4. I would advice A to comply with the company policy for such policy is valid. Under
the Labor Code, Employers have the right to make reasonable rules and regulations for
the management of their employees. Company policies are generally binding and valid
on the parties and forms part of the employment contract when entered into, unless it is
shown that such policy is grossly oppressive or contrary to law. Here, the policy of
disclosing such relationships is not oppressive nor violates any law, therefore, it is
valid.

No, the agency's defense is invalid. Under the law, a recruitment agency is solidarily
liable with the acts of the principal or employer. A recruitment agency assumed
solidarily liability under its license and the employment contract with the worker, thus
he shall be liable.

XR and YRA's argument are incorrect. Under the Labor Code, the Labor Arbiter of the
NLRC has exclusive and original jurisdiction on cases of money claims of OFWs arising
from employer-employee relationship or employment contract. Here, upon the
approval of POEA of the contract, employment contract between the parties exist, thus
falls under the jurisdiction of the labor arbiter.

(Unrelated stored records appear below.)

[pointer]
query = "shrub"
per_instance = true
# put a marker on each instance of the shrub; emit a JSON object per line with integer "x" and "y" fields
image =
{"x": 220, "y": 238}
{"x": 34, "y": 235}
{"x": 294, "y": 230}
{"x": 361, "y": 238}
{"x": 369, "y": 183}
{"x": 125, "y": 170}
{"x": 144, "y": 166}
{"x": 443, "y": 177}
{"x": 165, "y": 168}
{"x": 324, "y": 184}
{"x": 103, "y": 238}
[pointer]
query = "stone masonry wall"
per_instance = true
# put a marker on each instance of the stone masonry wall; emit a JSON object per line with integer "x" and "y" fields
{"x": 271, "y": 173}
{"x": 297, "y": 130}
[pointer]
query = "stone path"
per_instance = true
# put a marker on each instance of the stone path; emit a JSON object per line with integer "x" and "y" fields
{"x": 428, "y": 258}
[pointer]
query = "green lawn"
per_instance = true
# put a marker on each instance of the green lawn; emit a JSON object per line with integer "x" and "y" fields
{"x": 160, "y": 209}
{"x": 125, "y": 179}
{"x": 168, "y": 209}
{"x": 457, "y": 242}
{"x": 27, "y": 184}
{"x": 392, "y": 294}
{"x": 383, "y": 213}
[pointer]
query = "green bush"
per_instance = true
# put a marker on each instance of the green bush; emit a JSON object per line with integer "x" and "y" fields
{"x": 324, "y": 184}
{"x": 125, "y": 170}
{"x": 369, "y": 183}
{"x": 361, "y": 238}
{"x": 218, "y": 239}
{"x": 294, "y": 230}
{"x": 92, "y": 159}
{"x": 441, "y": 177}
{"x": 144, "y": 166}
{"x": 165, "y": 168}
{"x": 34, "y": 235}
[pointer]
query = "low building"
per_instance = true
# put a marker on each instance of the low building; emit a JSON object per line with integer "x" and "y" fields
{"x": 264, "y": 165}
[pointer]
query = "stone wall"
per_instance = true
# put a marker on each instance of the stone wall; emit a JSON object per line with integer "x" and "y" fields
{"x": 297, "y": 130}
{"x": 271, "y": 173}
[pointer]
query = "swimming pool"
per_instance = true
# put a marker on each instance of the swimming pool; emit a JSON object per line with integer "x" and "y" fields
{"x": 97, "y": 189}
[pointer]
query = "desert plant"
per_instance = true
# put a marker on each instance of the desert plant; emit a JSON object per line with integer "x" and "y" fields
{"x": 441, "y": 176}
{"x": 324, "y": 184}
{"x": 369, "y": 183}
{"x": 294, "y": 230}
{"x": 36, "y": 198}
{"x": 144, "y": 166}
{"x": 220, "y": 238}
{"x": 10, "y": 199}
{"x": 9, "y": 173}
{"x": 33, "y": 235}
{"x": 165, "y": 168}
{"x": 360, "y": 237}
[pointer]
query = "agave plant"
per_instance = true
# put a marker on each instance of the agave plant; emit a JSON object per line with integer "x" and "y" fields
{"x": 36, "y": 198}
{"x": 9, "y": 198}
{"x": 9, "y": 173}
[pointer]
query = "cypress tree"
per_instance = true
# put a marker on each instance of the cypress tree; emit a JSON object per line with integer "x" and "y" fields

No, under the Constitution only a judge may issue search and arrest warrants. The
Secretary of DOLE is not a judge and therefor cannot issue search and arrest warrants.

XR and YRA's argument is correct. Under the Labor Code, in order to determine
employer-employee relationship, two test may be applied: Four-fold test or the two-
tiered test. Accoding to these tests, Control test is the most important factor to
determine employer-employee relationship. Here, we cannot determine if there exists
the control test for work has not yet started, thus, there is no employer-employee
relationship yet.

A's contention is correct. According to the Magna Carta for disabled persons, qualified
disabled persons shall be granted the same terms and conditions of employment as
qualified abled employees. Here, since X works as a regular employee and not as mere
apprentice or learner such wage and deduction is proper.